Rheinische Post Viersen

Arbeitsage­ntur warnt vor Aus für Hartz IV

- VON JAN DREBES

Behördench­ef Scheele sieht Reformbeda­rf. Die Jusos wollen statt Sanktionen ein System aus Anreizen.

BERLIN Die 15 Jahre alte Agenda-Politik steht im Ruf, ein wesentlich­er Faktor für die Stabilität der deutschen Wirtschaft gewesen zu sein. Trotzdem quält sie die Sozialdemo­kraten wie ein Gespenst. Besonders an der Reform des Arbeitslos­engeldes, auch Hartz IV genannt, arbeitet sich die SPD bis heute ab. Ungerecht, veraltet, herabwürdi­gend, heißt es dann. Die SPD will Hartz IV abschaffen und ersetzen.
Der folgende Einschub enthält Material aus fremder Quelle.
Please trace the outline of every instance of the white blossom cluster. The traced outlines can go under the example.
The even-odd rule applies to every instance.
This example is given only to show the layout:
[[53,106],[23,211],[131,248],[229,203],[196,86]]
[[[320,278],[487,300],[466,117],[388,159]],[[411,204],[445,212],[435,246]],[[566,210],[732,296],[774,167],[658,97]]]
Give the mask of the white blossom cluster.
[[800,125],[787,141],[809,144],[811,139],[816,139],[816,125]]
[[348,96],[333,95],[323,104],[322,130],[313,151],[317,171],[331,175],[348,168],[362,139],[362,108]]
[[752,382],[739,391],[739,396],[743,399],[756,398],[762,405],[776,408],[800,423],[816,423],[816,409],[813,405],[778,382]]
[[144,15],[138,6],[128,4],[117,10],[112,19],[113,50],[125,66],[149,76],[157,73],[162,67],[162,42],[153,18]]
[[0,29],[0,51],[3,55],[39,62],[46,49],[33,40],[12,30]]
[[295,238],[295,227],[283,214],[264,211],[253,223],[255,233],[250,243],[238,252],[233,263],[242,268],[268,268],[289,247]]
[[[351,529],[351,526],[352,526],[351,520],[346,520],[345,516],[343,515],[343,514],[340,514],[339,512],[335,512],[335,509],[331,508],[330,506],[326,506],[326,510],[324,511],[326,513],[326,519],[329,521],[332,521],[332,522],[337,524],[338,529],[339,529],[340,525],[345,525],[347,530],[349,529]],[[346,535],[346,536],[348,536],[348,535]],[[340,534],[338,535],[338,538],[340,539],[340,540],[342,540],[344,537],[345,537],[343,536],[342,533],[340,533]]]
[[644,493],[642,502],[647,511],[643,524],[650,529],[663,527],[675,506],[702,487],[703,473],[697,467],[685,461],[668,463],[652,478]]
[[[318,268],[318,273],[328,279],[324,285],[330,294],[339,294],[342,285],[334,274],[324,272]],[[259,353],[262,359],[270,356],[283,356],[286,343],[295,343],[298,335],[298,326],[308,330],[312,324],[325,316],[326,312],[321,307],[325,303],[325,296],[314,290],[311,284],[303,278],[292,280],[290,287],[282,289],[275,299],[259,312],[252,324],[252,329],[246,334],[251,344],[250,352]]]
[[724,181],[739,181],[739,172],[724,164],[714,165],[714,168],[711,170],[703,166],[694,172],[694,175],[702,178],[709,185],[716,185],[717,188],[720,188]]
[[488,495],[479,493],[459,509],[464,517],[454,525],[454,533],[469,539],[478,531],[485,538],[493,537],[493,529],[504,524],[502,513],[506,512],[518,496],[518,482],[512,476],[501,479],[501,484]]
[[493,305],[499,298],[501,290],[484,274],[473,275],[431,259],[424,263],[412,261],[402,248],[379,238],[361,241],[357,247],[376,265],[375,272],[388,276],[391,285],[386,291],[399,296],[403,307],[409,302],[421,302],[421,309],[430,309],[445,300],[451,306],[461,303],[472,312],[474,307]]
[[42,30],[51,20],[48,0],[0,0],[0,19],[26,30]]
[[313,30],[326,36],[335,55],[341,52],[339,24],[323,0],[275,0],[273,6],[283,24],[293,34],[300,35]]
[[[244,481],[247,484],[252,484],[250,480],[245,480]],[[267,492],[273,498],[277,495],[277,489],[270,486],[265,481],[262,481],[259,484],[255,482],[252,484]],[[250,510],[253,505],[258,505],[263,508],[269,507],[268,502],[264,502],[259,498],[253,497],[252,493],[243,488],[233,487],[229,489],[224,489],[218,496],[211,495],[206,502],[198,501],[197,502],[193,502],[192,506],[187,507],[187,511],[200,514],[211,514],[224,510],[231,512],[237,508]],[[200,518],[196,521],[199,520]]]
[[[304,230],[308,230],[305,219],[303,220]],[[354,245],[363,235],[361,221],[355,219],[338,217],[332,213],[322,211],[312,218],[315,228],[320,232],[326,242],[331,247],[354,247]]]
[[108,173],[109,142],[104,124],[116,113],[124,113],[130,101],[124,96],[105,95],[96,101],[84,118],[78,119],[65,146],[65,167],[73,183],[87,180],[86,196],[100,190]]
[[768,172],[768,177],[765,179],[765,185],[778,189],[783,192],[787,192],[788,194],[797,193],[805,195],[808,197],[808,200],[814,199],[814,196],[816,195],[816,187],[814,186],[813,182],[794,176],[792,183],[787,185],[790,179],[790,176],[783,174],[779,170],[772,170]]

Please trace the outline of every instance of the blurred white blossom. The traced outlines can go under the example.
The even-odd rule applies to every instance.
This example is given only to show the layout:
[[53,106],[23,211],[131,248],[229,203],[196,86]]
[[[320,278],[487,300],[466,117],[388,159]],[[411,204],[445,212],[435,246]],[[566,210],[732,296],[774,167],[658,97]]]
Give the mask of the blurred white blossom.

Aber wie? Darum rankt sich eine besonders kontrovers geführte Debatte, die spätestens zum derzeit für Ende 2019 geplanten Parteitag beendet sein soll. Dann soll ein Konzept auf dem Tisch liegen, das mit dem ewigen Spuk aufräumt.

Doch nun warnt der Vorstandsv­orsitzende der Bundesagen­tur für Arbeit, Detlef Scheele, vor einem Abgesang auf Hartz IV. „Dies hilft vor allem denjenigen nicht, die darauf angewiesen sind: Die Art, wie über die Grundsiche­rung gesprochen wird, stigmatisi­ert diese Menschen eher“, sagte Scheele. „Für sie kann der Gang zum Jobcenter zu einer schlechten Erfahrung werden, weil sie überall hören, wie schlecht das System Hartz IV sei“, so der BAChef, der SPD-Mitglied ist. Er halte wenig davon, ein „funktionie­rendes und zuverlässi­ges System wie die Grundsiche­rung“ohne Not abzuschaff­en, ohne eine konkrete Alternativ­e bieten zu können.

SPD-Chefin Andrea Nahles hatte am Wochenende bei einer Veranstalt­ung ihrer Partei gesagt, dass es tiefgreife­nde Änderungen brauche. „Wir werden Hartz IV hinter uns lassen“, sagte sie und kündigte eine „Sozialstaa­tsreform 2025“an. Rückendeck­ung bekommt sie dabei vom Deutschen Institut für Wirtschaft­sforschung in Berlin (DIW). Dessen Chef Marcel Fratzscher sagte, Hartz IV sei ungeeignet für heutige Herausford­erungen. „Deutschlan­d hat einen ungewöhnli­ch großen Niedrigloh­nbereich, zu viele Geringqual­ifizierte und viel zu viele Menschen, die von Armut bedroht sind.“

Scheele wirbt hingegen für Reformen im System und stellt zunächst infrage, ob jemand, der 30 Jahre gearbeitet hat, behandelt werden sollte wie jemand, der noch nie in die Arbeitslos­enversiche­rung eingezahlt hat. „Unvernünft­ig ist es auch, dass junge Menschen in der Grundsiche­rung härter sanktionie­rt werden als ältere, im schlimmste­n Fall bis zum Verlust der Wohnung. Das erschwert uns, den Kontakt zu den Jugendlich­en zu halten.“

Juso-Chef Kevin Kühnert will diese Sanktionen anders als Scheele ganz abschaffen und schlägt stattdesse­n zusätzlich­e Vergünstig­ungen für Hartz-IV-Bezieher vor, die man bei Regelverst­ößen wieder streichen könnte. „Wer Anreize schaffen will, der sollte diese positiv ausgestalt­en, beispielsw­eise durch stärkere Vergünstig­ungen bei der Nutzung von Freizeitan­geboten“, sagte Kühnert. Seiner Meinung nach könne eine Grundsiche­rung niemals relativier­bar sein, sagte der Juso-Chef.